The release of the 85-year-old writer's "A Legacy of Spies" on Thursday sees the return after 27 years of a very elderly Smiley, the star of a Le Carre trilogy who bears some resemblance to the author himself.
Le Carre, whose real name is David Cornwell, worked for British intelligence between 1950 and 1964 before literary stardom struck.
He turned to writing full time after the success of "The Spy Who Came in from the Cold" in 1963, which introduced the character of Smiley.
While the author and his fictional spy have aged in the subsequent years, Le Carre reignites the thrill of Cold War espionage in his latest tale.
"A Legacy of Spies" traces a 1960s operation which pitted the British secret service against the German Stasi security service, ending with the death of an agent and a woman he tried to take to the West.
Now decades later, Smiley's former assistant Peter Guillam has come out of retirement to provide an account of the operation alongside the spy himself.
A court case brought by the victims' children, seeking compensation and apologies, forms the backdrop for the tale which brings Cold War espionage to a new generation.
- 'A lot in common' -
Those accustomed to sex symbol James Bond, complete with his snazzy gadgets, will find a strikingly different spy in the "tubby, bespectacled, permanently worried" Smiley.
"I suppose what Smiley and I have in common is that we find it difficult to remember happiness. It's not something that comes naturally to me, I have to work on it," Le Carre told The Sunday Times newspaper.
The author, who turns 86 in October, has kept out of the gossip columns while continuing to work as a prolific writer after the fall of the Berlin Wall.

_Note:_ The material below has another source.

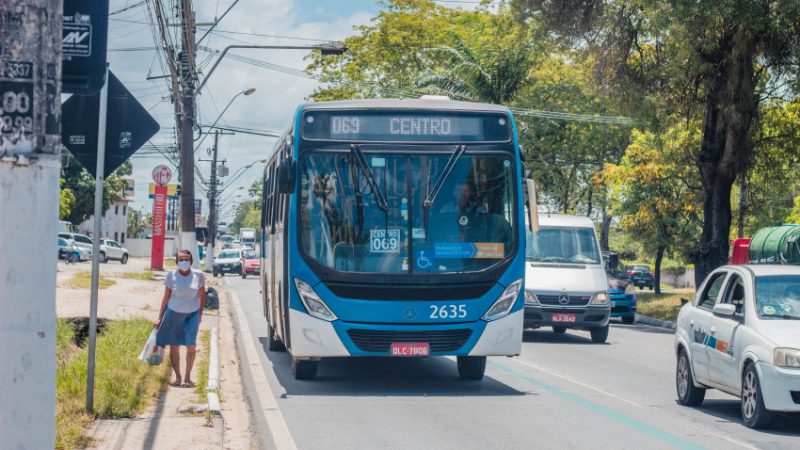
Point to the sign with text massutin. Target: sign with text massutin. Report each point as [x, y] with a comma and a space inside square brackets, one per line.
[84, 36]
[128, 126]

The novel which followed that historic moment, "The Night Manager" (1993), was transformed into a successful miniseries for British television.
Le Carre's anti-heroes have been adapted for cinema or television six times, most recently in 2010 with "Tinker Tailor Soldier Spy", with actor Gary Oldman portraying Smiley on the hunt for a mole within Britain's intelligence services.
- 'For Europe' -
While Le Carre's new novel, his 24th, sees a return to the intrigue of Cold War espionage, its pages were put together against a very different political backdrop.
"I wrote it in a bit of a frenzy through Trump and Brexit. I despise the whole Brexit operation, as Smiley does," Le Carre told The Sunday Times, referring to Britain's decision in a 2016 referendum to leave the European Union.
"One government after another blamed Europe for its own failures because they never invested in the concept of a united Europe," he added.
While the dry detail of Brexit negotiations are unlikely to create a page-turner, Le Carre makes his europhile views clear in the novel when Guillam asks his former boss whether his life's work was for Britain. "No. For Europe," Smiley responds.
"I think his whole genesis in life -- his private dream, as he now expresses it -- is the salvation of Europe," Le Carre said in his newspaper interview.
"That was, for him, the battlefront of the Cold War -- for him, that was where the soul of Europe was being fought for. So, when he looks back on it all -- or I do, if you like -- he sees futility."